GENEVA (AP) — The Latest on the annual World Health Assembly in Geneva (all times local):
President Donald Trump's top health official says the United States is "disappointed" that Taiwan wasn't invited to the World Health Organization's most important annual meeting.
U.S. Secretary of Health and Human Services Tom Price says the U.S. "remains committed that Taiwan should not be excluded from WHO" and will work to enable all countries to help prevent, detect, control and fight outbreaks.
Price alluded to the past eight years when Taiwan was invited as an observer to the World Health Assembly, whose 70th edition opened Monday.
China has blocked the participation of Taiwan, accusing its year-old government of not accepting the "One China" principle.
Price also said the United States was looking forward to working with whoever becomes WHO's director-general in Tuesday's election.
About 200 people in Geneva are waving flags and banners to protest a former Ethiopian health minister's bid to lead the World Health Organization.
The rally Monday against Tedros Adhanom Ghebreyesus outside U.N. offices came at the start of a 10-day meeting of the World Health Organization's governing body, which will elect its next director-general on Tuesday.

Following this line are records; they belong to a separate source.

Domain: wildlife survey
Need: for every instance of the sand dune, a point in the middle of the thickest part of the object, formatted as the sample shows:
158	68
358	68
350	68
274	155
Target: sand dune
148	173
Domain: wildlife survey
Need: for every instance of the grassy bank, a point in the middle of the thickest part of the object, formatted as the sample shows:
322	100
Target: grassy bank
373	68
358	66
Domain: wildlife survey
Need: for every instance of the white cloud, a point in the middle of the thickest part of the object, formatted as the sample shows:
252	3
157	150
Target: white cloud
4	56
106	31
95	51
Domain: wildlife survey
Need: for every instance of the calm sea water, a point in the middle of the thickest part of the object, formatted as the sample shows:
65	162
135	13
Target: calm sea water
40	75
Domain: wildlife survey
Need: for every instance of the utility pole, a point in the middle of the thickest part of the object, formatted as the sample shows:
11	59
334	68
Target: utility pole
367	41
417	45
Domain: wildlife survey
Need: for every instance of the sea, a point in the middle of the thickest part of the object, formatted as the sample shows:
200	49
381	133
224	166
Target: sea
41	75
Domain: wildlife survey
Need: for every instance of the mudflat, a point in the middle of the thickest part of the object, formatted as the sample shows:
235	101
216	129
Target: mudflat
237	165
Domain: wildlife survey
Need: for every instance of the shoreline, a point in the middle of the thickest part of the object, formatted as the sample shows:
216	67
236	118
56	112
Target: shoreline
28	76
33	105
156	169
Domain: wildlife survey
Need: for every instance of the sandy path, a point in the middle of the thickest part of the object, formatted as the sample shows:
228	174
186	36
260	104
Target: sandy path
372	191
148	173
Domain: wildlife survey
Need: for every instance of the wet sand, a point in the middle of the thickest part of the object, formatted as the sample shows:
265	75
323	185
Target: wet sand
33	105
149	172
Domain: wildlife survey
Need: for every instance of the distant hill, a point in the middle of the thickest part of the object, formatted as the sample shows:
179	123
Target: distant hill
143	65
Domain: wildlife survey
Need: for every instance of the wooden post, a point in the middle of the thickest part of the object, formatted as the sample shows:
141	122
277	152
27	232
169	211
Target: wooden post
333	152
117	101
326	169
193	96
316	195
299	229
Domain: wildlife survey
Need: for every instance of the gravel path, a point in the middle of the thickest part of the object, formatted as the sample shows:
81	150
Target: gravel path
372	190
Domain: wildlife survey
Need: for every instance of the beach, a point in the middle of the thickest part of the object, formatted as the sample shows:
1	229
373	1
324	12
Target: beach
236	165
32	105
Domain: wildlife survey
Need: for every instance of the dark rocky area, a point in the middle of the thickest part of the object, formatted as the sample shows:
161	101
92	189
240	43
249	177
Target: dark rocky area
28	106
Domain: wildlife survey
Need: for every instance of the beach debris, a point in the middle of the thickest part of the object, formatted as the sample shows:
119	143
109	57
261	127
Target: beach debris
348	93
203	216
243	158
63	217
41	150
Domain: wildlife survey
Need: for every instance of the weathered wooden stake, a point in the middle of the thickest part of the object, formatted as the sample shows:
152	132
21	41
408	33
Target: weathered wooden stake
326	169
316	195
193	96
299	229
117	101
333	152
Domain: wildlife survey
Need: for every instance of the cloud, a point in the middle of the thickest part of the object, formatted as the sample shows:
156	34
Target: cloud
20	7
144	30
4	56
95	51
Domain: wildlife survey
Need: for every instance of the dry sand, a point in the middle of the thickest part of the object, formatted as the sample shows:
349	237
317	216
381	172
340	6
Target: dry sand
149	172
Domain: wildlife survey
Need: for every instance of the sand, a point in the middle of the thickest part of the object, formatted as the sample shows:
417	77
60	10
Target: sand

Ghebreysus is competing against Britain's David Nabarro and Sania Nishtar of Pakistan for the five-year post. Dr. Margaret Chan is leaving after a decade in the job.
An Ethiopian human rights task force distributed fliers accusing Ghebreysus of being an "agent" of "one of the most brutal repressive regimes in the world."
The demonstrators shouted "Tedros is a killer!" and other chants. One demonstrator shouted his opposition from a balcony inside the hall before Chan was to speak.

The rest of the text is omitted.